The announcement was made in the fund’s Half-Year 2025 Investor Report, filed with the Nigerian Exchange Limited (NGX) on Wednesday. According to the unaudited financial statements, the profit growth was driven largely by interest income of ₦10.94 billion, generated through its expansive infrastructure loan portfolio. Additional revenue streams included ₦379.7 million in net fair value gains and ₦1.51 billion in other income, bringing the total income for the period to ₦12.83 billion.


Despite its expanding investment footprint, NIDF demonstrated prudent cost management. Operating expenses dropped slightly to ₦1.05 billion, compared to ₦1.12 billion during the corresponding period in 2024. This efficiency helped strengthen its bottom line and operational sustainability.

On the back of this performance, the fund announced a ₦5.20 per unit distribution for Q2 2025, fully funded by operational cash flows. This distribution was declared on July 9, with a qualification date of July 2, and is scheduled for disbursement to eligible unitholders on August 1, 2025.

With a distribution yield of 21.85%, NIDF continues to position itself as one of Nigeria’s most consistent and high-yielding investment vehicles, appealing to both institutional and retail investors seeking stable returns in the fixed income and infrastructure investment space.


NIDF’s Net Asset Value (NAV) climbed to ₦114.39 billion, while total assets rose to ₦121.13 billion, up from ₦120.74 billion as of December 2024. The fund currently has 1.05 billion units in issue and a last traded unit price of ₦118, translating to a market capitalization of approximately ₦124.58 billion.

In a bid to scale its portfolio and deepen investment in Nigeria’s infrastructure ecosystem, NIDF is gearing up to launch Series 11 of its capital raise programme. The Securities and Exchange Commission (SEC) has approved the new issuance, through which the fund aims to raise ₦40.08 billion.

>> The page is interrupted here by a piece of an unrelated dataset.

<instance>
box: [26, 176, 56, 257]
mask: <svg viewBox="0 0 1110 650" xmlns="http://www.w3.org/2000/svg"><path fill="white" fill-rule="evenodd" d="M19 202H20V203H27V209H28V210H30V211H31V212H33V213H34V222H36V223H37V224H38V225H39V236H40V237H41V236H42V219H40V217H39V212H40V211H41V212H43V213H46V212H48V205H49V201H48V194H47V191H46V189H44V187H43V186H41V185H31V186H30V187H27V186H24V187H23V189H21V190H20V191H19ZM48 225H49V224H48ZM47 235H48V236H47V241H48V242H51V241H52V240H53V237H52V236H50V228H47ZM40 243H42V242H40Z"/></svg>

The capital will be channeled toward new and ongoing infrastructure projects across transportation, energy, and logistics sectors.



As of June 30, 2025, NIDF maintained a diversified portfolio of 28 active infrastructure investments, offering a weighted average yield of 20.58%. The portfolio has a weighted average tenor of 9.26 years at disbursement, with a remaining life of 6.99 years — reflecting the fund’s long-term investment horizon and commitment to supporting sustainable national development.


Managed by Chapel Hill Denham, NIDF remains a pioneering player in Nigeria’s debt capital market for infrastructure. Since inception, it has consistently paid distributions and reported strong profitability, reinforcing investor confidence.

Market analysts have praised NIDF’s performance, citing it as a case study in leveraging private capital for infrastructure development in emerging markets. With macroeconomic headwinds impacting traditional government-led infrastructure funding, the fund’s model has become increasingly relevant.

“Infrastructure remains one of Nigeria’s greatest economic challenges and opportunities. Funds like NIDF are bridging that financing gap by unlocking long-term private capital,” said Adeola Faleye, an investment analyst at Lagos-based Frontier Capital.


With a healthy profit margin, expanding asset base, consistent returns, and ambitious capital raise plans, NIDF is poised to play an even more significant role in Nigeria’s infrastructure financing journey. Its performance in H1 2025 signals resilience, strategic foresight, and a growing appetite among investors for infrastructure-backed fixed income securities.